The latest instance in this sad series is a USA Today editorial (12/2/08), which eagerly spots a silver lining in the economic crisis:
During his campaign…Obama endorsed a number of smaller bore ideas more for the sake of their political appeal than for their economic usefulness. The financial crisis gives the incoming president a compelling rationale to make a few modest course corrections.
The paper then offers three of its own “modest” proposals for how Obama should best rewrite his platform in a more big business-friendly direction. One is to drop the idea of a windfall profits tax on the oil industry, arguing that “windfall profits taxes…aren’t a very reliable or stable source of revenue.” Since windfall profits are by definition sudden and unexpected, that seems like a rather peculiar objection–like saying that receiving emergency aid isn’t something you can count on every year.

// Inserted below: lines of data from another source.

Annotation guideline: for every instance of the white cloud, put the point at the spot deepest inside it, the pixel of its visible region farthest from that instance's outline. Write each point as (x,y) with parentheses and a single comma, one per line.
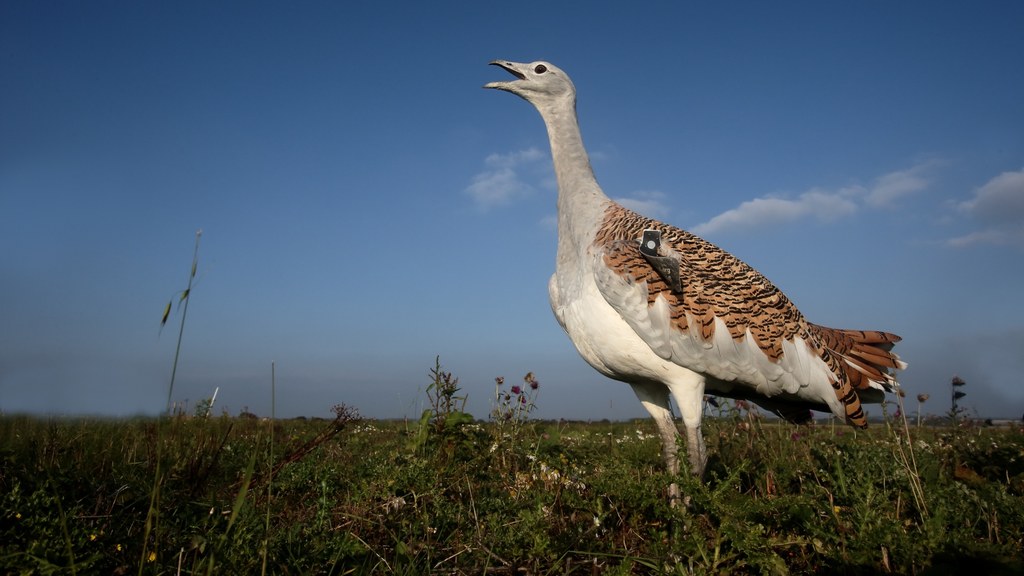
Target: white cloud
(501,182)
(817,204)
(648,203)
(998,208)
(894,186)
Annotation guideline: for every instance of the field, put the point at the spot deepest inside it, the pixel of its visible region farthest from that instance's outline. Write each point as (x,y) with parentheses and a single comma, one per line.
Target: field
(452,495)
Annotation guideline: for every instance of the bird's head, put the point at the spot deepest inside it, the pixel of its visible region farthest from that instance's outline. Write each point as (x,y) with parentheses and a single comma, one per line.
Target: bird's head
(538,82)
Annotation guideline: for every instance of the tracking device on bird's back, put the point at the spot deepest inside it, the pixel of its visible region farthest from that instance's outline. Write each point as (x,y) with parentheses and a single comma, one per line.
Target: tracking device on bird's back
(650,243)
(666,266)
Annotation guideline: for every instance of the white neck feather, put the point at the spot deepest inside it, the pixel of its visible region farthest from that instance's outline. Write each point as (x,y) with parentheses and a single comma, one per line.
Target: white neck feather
(581,201)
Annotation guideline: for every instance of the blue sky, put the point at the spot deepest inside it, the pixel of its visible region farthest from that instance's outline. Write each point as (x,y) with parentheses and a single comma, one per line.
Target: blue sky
(366,206)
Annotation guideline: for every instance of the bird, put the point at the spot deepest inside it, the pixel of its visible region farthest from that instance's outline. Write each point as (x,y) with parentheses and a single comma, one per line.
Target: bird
(671,314)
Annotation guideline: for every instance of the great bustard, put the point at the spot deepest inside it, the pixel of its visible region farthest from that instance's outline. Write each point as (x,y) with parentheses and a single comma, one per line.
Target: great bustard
(669,313)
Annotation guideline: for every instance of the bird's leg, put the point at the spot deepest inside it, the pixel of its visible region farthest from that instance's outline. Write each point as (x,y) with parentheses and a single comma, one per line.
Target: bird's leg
(654,399)
(689,397)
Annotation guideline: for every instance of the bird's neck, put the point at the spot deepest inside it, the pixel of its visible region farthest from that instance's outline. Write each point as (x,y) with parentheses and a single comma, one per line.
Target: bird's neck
(581,201)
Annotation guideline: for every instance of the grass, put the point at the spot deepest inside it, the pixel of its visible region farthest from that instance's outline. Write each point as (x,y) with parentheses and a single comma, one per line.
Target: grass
(356,496)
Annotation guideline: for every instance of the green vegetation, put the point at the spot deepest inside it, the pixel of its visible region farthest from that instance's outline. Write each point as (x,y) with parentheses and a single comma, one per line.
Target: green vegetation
(451,495)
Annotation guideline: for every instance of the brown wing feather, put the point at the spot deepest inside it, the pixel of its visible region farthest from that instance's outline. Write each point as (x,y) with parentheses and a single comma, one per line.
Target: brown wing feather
(865,352)
(716,284)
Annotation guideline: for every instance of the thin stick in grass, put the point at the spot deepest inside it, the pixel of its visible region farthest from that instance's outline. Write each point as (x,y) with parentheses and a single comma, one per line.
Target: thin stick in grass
(183,301)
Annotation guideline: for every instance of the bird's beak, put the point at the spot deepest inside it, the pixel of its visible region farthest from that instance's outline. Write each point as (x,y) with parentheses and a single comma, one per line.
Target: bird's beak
(513,69)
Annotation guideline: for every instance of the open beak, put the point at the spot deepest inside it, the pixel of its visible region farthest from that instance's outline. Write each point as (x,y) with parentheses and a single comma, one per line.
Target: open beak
(513,69)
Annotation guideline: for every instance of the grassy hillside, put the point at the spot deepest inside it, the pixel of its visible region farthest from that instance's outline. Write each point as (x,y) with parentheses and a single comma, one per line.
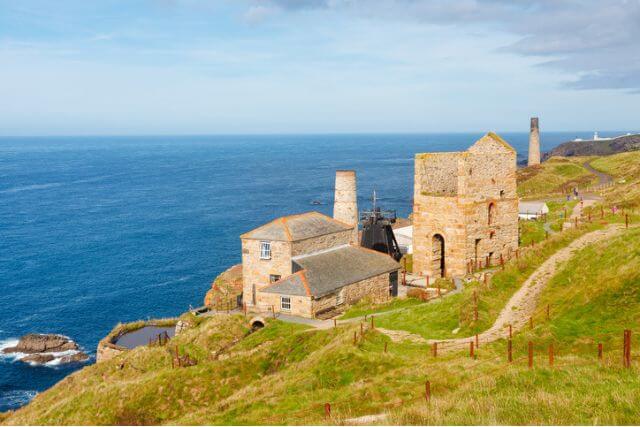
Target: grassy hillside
(625,168)
(556,175)
(285,373)
(592,301)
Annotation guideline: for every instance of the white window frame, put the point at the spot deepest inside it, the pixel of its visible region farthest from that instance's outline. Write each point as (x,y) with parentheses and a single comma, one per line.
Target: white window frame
(265,250)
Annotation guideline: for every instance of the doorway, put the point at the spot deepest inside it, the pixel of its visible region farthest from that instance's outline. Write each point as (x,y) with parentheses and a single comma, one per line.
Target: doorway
(438,256)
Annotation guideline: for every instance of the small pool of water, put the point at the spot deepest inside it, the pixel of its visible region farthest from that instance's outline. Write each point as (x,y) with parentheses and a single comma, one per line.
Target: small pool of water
(142,336)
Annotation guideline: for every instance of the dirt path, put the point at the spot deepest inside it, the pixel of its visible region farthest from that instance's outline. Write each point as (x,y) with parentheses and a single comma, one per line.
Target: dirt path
(603,178)
(523,303)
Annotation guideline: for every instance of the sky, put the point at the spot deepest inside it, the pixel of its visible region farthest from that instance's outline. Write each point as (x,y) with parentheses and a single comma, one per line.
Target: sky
(158,67)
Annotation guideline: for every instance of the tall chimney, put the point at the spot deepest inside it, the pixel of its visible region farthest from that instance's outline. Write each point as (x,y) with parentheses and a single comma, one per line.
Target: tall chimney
(534,143)
(345,206)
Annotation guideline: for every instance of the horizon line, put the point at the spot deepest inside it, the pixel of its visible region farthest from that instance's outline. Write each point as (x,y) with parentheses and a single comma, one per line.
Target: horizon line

Another way that USA Today hopes that Obama will betray the people who voted for him is by dropping the idea of renegotiating NAFTA. “Outside of a handful of heavily unionized states where the trade pact with Canada and Mexico has become a scapegoat for job losses, NAFTA is not seen as such a bad thing,” the editorial claims–which ignores not only national polling but the fact that the entire country expressed its opinion by voting by a substantial margin for a candidate who promised to reopen the deal in no uncertain terms.
USA Today went on to assert that “the addition of 18 million jobs in the decade following [NAFTA’s] enactment suggests that it produced more winners than losers.” Actually, since the total U.S. population grew by an estimated 35 million between 1994 and 2004, adding 18 million new jobs is not particularly impressive. A more relevant statistic is that the U.S. trade deficit grew from $150 billion in 1994 to $650 billion in 2004, suggesting that U.S. trade policies during this period resulted in the transfer of trillions of dollars of wealth overseas.

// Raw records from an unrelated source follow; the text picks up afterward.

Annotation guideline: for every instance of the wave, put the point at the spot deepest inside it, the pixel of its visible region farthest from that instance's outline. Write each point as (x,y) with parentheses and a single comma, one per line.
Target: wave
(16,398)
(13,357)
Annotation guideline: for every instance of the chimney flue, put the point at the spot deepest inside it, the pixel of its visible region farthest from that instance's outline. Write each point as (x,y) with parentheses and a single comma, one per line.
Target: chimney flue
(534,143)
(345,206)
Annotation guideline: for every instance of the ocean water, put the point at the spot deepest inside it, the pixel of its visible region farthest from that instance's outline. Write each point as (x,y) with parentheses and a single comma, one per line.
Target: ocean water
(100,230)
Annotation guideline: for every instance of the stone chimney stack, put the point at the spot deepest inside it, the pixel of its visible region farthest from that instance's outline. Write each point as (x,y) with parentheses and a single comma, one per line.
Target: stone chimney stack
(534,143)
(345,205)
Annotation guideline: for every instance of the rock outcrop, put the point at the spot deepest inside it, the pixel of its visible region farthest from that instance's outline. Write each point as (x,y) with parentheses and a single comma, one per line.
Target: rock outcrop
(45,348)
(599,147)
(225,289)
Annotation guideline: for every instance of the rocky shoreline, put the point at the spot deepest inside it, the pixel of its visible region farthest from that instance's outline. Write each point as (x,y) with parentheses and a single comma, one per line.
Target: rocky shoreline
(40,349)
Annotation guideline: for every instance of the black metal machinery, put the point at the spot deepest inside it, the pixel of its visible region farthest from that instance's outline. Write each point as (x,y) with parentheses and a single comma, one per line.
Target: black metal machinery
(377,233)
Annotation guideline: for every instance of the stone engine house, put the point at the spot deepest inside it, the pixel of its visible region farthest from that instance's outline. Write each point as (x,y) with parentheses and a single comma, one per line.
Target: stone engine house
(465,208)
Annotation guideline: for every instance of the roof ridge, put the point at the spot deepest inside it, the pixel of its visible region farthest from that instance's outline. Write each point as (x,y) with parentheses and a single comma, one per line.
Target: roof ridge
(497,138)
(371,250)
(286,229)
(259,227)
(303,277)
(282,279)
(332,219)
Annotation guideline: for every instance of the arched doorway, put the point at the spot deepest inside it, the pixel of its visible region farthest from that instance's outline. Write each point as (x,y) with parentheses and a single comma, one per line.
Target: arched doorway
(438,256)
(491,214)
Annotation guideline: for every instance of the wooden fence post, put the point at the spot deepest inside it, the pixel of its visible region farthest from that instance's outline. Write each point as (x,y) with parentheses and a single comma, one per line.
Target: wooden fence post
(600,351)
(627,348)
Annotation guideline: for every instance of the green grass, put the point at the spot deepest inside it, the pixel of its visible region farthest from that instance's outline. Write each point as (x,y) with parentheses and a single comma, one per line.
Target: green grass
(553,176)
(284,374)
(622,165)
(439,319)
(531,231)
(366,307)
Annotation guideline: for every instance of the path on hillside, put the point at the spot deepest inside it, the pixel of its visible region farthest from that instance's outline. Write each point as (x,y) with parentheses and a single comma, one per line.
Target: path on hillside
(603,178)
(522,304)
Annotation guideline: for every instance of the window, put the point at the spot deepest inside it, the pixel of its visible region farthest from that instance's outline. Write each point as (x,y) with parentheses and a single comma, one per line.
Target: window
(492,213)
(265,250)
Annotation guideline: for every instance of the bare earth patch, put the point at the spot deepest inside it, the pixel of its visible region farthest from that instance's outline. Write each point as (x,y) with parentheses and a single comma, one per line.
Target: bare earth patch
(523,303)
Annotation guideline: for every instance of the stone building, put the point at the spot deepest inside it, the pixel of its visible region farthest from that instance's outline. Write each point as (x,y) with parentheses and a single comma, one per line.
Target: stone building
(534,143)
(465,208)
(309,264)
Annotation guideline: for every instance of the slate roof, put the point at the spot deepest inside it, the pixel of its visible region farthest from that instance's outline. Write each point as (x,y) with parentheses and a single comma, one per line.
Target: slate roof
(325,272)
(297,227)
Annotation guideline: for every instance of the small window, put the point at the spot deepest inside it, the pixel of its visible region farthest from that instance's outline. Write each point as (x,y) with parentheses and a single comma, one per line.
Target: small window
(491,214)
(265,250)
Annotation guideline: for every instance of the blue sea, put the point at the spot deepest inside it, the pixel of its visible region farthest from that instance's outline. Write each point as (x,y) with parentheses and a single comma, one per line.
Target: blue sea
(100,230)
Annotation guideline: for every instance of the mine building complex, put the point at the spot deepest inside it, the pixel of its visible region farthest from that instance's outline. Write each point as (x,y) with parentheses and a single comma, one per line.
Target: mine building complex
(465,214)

Finally, echoing other corporate media pleas for Obama to abandon his progressive campaign pledges, USA Today singles out Obama’s long-standing support of card-check union certification as a promise to break, saying, “It is hard to see how ending the secret ballot would do much besides initiating campaigns of subtle, and not so subtle, intimidation as workers contemplate their decisions.”
The argument turns reality on its head: The current system, which treats worker organization as a matter to be contested with the employer rather than decided on by the workers themselves, allows those employers to intimidate workers in ways that are not subtle at all–a study by CEPR (1/07) based on NRLB data concluded that as many as one in five union organizers are illegally fired during the course of a typical union certification campaign.
The paper concludes that “pushing this idea through Congress would position Obama less as an agent of change and more as a pal of Big Labor.” It’s corporate media’s Orwellian notion of change in action: Changing the Bush administration’s hostile attitude toward labor–big or otherwise–would not be change; continuing that attitude would be change.